ココロの冬

やっと暖かくなった。ここ数日の天気はいったい何だったのだろう。ぼくはまるで白夜の薄明の下、シベリアのツンドラ地帯を背を丸め、あてどもなく彷徨う放浪者のようだった。あまりの寒さに、もう少しでぼくは野垂れ死にするところだったのである。ぼくにとって寒さは呪いである。寒いとぼくの心は、柔らかくもその実ヒヤリと冷たい、ロッテ雪見大福のように芯まで冷え込んでしまうのだ。そう、ぼくは呪われているのかもしれなかった。しかし、いわれのない呪いはやってこない。

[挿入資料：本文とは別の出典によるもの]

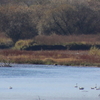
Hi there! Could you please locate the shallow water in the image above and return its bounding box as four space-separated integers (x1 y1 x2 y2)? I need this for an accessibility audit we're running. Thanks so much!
0 64 100 100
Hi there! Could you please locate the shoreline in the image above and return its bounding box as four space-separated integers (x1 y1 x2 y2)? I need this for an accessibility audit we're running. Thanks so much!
0 50 100 67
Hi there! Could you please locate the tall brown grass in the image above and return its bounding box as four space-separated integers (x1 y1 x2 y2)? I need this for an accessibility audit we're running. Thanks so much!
0 50 100 66
34 34 100 45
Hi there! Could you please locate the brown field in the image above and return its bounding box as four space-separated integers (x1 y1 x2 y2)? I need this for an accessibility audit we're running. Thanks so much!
0 50 100 66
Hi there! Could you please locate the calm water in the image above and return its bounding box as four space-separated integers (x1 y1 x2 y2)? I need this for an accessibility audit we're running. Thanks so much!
0 64 100 100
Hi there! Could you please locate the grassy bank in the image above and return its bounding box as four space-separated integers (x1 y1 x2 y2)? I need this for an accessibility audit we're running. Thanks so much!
0 50 100 67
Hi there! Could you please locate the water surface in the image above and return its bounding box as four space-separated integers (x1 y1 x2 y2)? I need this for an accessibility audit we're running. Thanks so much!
0 64 100 100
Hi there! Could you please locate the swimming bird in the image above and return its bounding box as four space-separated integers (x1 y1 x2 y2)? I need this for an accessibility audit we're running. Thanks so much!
91 84 97 89
79 87 84 90
75 83 78 88
9 86 12 89
96 87 100 90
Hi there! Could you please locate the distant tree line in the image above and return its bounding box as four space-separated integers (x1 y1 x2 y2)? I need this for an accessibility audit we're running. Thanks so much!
0 0 100 43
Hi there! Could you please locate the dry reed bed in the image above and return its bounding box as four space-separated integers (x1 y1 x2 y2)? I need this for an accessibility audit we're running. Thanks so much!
0 50 100 66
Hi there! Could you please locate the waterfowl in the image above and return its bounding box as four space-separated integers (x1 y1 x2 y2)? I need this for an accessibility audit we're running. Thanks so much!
79 87 84 90
9 86 12 89
96 87 100 90
91 84 97 89
91 87 95 89
75 83 78 88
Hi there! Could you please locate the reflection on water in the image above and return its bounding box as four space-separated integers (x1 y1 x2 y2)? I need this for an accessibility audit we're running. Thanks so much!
0 64 100 100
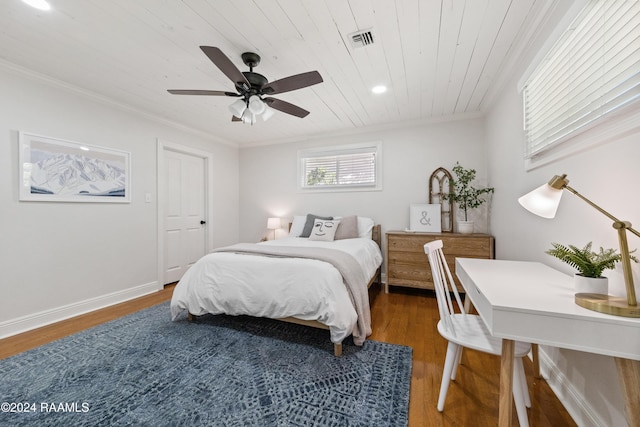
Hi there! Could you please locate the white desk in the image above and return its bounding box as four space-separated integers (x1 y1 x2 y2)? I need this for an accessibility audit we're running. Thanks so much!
456 258 640 426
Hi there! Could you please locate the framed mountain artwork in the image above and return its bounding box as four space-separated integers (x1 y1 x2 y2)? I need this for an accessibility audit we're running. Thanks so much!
18 132 131 203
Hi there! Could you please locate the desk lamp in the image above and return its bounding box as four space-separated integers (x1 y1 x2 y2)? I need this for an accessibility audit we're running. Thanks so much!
518 174 640 317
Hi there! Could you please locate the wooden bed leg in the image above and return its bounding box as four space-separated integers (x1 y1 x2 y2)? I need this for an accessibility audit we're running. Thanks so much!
333 343 342 357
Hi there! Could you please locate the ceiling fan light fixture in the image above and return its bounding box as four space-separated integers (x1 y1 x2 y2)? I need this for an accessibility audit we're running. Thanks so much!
229 99 247 119
249 95 267 114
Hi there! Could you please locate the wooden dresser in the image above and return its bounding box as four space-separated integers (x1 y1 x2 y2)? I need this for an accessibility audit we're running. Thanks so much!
385 231 494 292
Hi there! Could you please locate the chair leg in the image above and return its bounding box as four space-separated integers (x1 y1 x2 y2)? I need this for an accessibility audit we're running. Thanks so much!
513 357 529 427
514 358 531 408
438 341 459 412
451 345 464 381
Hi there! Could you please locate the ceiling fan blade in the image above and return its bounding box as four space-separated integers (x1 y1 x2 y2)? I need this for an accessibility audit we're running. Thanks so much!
263 98 309 118
262 71 324 95
167 89 241 96
200 46 251 90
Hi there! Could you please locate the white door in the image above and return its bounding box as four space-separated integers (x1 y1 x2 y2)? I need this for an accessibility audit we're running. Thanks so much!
163 150 206 284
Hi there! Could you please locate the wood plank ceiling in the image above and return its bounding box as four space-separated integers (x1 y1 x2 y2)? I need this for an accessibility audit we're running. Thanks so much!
0 0 557 146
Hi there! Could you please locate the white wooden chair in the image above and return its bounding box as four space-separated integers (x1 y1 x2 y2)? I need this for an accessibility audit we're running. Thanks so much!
424 240 531 426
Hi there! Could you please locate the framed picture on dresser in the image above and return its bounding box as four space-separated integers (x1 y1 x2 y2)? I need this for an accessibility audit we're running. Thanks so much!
409 203 442 233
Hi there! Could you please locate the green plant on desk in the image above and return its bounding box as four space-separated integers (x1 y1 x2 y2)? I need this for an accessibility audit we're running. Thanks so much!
545 242 638 277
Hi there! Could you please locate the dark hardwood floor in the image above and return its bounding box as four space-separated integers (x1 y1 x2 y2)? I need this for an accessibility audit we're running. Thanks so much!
0 285 576 427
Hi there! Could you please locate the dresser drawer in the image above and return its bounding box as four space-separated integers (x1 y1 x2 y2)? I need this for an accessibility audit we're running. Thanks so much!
385 231 494 292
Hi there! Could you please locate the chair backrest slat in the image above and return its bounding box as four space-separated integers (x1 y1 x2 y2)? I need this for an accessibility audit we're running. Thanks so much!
424 240 465 334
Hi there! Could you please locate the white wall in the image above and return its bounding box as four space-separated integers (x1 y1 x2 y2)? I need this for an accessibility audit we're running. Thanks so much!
240 118 486 246
0 64 238 336
486 5 640 426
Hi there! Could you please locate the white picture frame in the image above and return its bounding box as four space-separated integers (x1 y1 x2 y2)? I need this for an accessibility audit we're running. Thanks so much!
18 132 131 203
409 203 442 233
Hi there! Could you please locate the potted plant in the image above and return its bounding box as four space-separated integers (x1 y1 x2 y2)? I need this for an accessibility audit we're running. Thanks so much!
442 162 494 233
545 242 638 295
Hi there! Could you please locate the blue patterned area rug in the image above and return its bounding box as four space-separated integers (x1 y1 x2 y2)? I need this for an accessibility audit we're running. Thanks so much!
0 303 411 427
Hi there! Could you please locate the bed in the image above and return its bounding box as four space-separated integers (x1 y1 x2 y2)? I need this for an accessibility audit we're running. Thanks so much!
171 214 382 356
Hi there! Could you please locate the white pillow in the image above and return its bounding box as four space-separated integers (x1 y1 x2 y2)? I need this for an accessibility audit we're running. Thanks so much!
289 215 307 237
309 219 340 242
358 216 374 239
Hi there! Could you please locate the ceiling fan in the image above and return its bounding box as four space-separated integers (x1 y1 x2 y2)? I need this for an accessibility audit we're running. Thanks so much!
168 46 323 124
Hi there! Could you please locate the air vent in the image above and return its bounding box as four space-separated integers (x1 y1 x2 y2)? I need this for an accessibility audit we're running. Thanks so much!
349 30 373 49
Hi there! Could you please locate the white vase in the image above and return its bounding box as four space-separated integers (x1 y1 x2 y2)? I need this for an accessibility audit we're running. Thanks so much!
458 221 473 234
573 274 609 295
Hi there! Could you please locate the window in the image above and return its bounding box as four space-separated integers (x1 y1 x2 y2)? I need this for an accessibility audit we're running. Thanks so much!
298 143 382 191
522 0 640 166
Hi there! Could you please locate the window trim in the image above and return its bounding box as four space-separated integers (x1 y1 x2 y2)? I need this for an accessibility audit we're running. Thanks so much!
517 0 640 171
296 141 382 193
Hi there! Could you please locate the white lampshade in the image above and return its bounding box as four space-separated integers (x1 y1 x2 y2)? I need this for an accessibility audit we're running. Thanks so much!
229 99 247 119
260 104 276 122
267 218 281 230
518 184 562 218
249 95 267 114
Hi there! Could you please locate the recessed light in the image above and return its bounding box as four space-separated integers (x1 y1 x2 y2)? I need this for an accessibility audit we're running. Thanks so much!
22 0 51 10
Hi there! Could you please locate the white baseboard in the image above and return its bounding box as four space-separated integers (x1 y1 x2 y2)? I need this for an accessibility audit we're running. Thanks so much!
0 281 159 338
538 346 606 427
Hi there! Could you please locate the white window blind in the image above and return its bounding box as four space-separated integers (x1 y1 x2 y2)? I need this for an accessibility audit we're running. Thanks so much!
523 0 640 158
299 144 380 189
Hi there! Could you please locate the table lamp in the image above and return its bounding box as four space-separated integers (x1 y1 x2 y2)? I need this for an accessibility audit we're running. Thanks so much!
267 218 281 240
518 174 640 317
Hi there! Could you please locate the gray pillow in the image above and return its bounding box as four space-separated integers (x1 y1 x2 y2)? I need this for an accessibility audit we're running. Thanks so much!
333 215 358 240
300 214 333 237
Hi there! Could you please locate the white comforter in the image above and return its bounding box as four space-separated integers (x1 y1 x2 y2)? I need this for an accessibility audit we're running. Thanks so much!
171 237 382 343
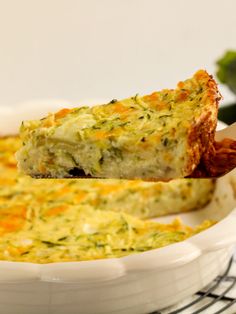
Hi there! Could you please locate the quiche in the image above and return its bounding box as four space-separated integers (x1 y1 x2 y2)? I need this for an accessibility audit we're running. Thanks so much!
0 137 214 263
17 70 220 180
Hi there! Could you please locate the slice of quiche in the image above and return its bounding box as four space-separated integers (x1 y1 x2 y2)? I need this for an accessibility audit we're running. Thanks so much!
17 70 221 180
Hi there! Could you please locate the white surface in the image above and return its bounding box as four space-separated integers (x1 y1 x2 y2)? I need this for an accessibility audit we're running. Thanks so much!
0 101 236 314
0 0 236 105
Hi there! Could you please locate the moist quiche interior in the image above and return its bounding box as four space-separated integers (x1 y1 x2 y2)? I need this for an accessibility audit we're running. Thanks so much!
0 137 214 263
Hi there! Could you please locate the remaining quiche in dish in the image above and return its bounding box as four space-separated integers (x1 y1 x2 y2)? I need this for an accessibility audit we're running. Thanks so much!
0 137 214 263
17 70 223 180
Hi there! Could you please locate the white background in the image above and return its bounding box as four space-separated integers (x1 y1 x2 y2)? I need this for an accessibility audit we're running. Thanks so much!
0 0 236 105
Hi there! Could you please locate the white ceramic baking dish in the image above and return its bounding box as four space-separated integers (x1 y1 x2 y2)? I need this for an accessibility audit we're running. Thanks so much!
0 102 236 314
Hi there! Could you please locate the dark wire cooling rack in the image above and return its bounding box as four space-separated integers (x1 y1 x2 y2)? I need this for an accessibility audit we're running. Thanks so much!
150 257 236 314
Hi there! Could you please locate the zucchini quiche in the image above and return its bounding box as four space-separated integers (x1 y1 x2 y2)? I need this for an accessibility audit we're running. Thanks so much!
17 70 223 180
0 137 214 263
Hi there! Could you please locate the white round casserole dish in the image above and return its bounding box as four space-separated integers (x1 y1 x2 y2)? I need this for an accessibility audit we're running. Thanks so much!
0 101 236 314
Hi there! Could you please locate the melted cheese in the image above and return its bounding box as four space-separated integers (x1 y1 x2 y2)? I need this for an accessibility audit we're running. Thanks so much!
0 137 214 263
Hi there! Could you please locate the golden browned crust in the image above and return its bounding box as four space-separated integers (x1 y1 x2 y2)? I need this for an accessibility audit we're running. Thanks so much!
188 70 221 177
190 138 236 178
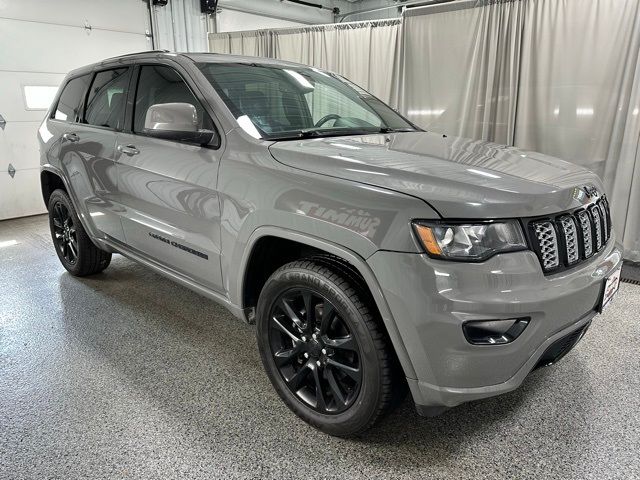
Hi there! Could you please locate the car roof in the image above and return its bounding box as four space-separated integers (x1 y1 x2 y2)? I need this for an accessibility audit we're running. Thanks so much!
69 50 307 76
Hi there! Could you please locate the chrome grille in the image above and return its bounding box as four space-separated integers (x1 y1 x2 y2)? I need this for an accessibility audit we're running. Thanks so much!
535 222 560 270
598 202 609 243
578 210 593 258
560 215 580 265
529 197 611 272
589 205 602 251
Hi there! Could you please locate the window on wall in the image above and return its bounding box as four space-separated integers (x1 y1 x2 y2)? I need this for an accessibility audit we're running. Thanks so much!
22 85 58 110
84 68 129 130
53 75 91 122
133 65 214 133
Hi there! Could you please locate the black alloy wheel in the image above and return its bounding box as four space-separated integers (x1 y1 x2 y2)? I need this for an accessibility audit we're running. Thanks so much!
48 189 111 277
269 288 363 414
256 260 406 437
51 202 78 265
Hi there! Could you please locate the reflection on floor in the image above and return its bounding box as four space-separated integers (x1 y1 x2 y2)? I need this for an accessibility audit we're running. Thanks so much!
0 216 640 479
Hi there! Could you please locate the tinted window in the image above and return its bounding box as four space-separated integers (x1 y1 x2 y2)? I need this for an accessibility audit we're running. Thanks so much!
54 75 91 122
198 63 414 139
133 65 213 133
84 68 129 129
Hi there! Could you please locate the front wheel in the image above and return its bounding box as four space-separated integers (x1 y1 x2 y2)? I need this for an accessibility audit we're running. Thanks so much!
257 259 393 436
49 190 111 277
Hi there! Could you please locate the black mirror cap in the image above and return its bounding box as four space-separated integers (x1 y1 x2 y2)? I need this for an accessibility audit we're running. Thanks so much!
142 128 220 148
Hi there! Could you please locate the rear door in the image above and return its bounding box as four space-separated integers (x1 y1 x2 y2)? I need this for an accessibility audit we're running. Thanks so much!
51 67 131 241
116 64 223 292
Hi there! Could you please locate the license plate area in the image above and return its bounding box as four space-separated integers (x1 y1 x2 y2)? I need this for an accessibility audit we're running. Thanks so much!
598 265 622 313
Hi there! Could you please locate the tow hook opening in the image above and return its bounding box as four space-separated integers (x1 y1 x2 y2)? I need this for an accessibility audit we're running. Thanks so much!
462 317 531 345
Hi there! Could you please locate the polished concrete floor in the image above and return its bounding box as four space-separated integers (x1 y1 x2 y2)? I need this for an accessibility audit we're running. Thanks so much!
0 217 640 479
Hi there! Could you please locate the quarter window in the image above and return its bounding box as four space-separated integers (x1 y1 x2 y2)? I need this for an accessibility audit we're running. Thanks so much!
85 68 129 130
133 65 214 133
53 75 91 122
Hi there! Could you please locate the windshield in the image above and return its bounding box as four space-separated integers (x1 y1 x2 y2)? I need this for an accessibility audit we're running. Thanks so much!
198 63 417 140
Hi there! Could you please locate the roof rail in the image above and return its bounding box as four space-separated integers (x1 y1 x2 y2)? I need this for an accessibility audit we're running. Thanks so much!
100 49 171 63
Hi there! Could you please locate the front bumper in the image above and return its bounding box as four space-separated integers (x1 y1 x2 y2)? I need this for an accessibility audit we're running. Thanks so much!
368 236 622 412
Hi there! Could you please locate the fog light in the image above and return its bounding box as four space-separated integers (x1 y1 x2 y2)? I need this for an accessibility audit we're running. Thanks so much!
462 317 531 345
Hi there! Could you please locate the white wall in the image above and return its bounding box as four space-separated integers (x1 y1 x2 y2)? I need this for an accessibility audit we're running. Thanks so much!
153 0 208 52
0 0 151 220
216 9 304 33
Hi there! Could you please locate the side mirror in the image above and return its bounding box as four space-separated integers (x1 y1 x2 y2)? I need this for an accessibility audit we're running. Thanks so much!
142 103 216 145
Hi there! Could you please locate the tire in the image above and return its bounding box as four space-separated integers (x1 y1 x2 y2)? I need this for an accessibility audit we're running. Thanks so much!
256 258 395 437
48 189 111 277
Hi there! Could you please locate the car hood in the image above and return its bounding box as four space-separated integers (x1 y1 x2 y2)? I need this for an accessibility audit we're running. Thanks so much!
269 132 602 218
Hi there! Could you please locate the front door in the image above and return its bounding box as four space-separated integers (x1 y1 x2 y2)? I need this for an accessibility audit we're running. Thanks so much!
116 65 222 292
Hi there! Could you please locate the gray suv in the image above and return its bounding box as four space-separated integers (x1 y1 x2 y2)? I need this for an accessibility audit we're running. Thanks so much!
38 52 622 436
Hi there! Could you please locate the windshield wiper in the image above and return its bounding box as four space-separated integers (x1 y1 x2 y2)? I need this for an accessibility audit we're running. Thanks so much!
379 127 417 133
269 127 416 140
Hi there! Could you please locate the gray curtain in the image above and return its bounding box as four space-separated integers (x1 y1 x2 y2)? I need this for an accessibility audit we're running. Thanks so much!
401 1 524 144
514 0 640 261
209 18 402 106
209 0 640 261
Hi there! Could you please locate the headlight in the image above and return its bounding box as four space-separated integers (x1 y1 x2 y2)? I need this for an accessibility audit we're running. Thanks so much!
413 220 527 262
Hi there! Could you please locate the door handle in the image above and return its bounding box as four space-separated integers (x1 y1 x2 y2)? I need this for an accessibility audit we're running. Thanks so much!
118 145 140 157
62 133 80 142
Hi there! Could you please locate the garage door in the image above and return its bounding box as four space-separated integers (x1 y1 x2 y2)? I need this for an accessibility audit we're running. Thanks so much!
0 0 151 220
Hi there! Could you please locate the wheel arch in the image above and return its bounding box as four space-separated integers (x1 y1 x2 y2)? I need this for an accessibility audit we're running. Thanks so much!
236 226 416 378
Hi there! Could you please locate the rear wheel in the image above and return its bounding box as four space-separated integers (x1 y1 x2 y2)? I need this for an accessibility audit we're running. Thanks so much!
49 190 111 277
257 259 392 436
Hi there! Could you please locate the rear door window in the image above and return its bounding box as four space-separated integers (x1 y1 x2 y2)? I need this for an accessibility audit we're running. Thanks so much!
84 68 129 130
53 74 91 122
133 65 214 134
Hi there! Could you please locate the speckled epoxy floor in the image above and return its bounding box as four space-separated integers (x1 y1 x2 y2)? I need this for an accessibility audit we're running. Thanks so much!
0 217 640 479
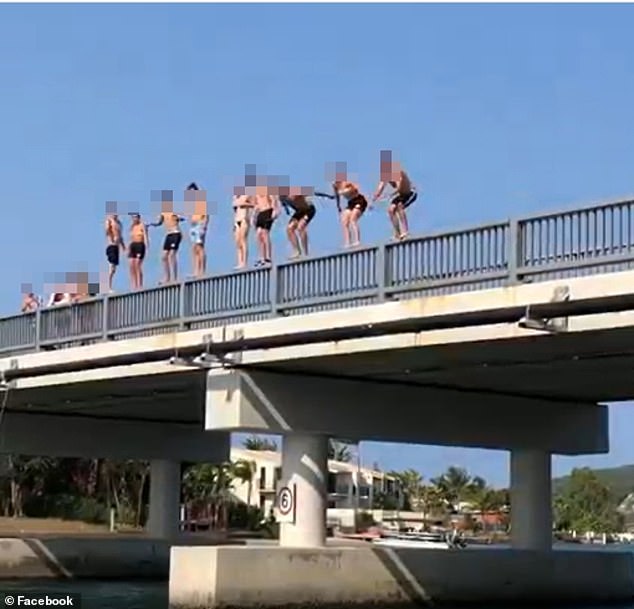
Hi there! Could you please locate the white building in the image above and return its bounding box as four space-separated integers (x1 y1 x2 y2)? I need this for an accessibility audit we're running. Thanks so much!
231 447 402 521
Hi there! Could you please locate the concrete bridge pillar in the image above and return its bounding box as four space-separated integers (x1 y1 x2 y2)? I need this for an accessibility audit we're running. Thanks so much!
148 459 181 538
511 450 553 550
277 434 328 548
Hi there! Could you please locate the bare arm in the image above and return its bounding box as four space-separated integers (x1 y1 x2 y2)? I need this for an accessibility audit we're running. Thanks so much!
332 182 341 211
372 181 386 201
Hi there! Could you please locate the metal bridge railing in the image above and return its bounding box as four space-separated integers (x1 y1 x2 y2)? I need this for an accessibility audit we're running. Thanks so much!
0 200 634 355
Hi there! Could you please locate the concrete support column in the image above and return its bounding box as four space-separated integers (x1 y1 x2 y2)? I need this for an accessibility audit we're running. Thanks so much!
148 459 181 538
280 434 328 548
511 450 553 550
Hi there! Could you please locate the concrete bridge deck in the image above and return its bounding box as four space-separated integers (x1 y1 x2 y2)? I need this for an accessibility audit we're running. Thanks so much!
0 199 634 355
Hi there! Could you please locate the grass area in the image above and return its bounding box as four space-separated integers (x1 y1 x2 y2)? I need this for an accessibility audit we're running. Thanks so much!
0 517 141 536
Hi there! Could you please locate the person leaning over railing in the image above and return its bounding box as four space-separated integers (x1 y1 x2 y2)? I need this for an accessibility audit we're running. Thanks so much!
20 292 40 313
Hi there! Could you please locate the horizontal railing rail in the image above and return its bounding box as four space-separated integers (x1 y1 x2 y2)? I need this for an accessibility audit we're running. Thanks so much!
0 199 634 355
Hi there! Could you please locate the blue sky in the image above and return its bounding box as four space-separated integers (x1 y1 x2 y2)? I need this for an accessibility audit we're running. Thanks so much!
0 4 634 483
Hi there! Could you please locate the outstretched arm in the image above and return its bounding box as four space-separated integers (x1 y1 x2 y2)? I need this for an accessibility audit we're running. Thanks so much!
372 182 386 201
332 182 341 211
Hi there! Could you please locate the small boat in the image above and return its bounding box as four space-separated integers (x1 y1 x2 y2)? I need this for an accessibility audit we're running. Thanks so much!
372 533 467 550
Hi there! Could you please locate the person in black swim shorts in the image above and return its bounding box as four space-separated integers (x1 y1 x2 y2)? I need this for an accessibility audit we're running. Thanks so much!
279 186 317 258
105 209 125 291
150 191 185 284
332 172 368 247
128 214 150 290
253 186 279 266
372 150 418 240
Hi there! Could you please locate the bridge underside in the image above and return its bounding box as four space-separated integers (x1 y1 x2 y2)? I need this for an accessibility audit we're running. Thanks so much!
8 327 634 454
241 328 634 402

ぼくにかかった呪いとは…。原因が分かれば呪縛を解く手がかりになる。白雪姫の呪いは毒リンゴ。王子のキスで解ける。美女と野獣も似たようなものだ。それはハリウッド的、単純なハッピーエンドである。ぼくはフランス映画が好きだ、というフリをするのが好きだが、フランス映画は概してハッピーエンドにならない。どこか難解で複雑、まるで不幸にこそ人生の奥義が隠されているといわんばかりに暗くひねくれ、ハッピーエンドは程度が低いとでも言いたげなイヤな終わり方をする。場合が多い。一方ぼくには複雑でわかりにくいものを高級とみなし、好もうとする逆行的傾向がある。自虐的なのだ。そうだ、それが呪いなのだ。ぼくは冬を憎みつつ、その奥底では愛しているのかもしれなかった。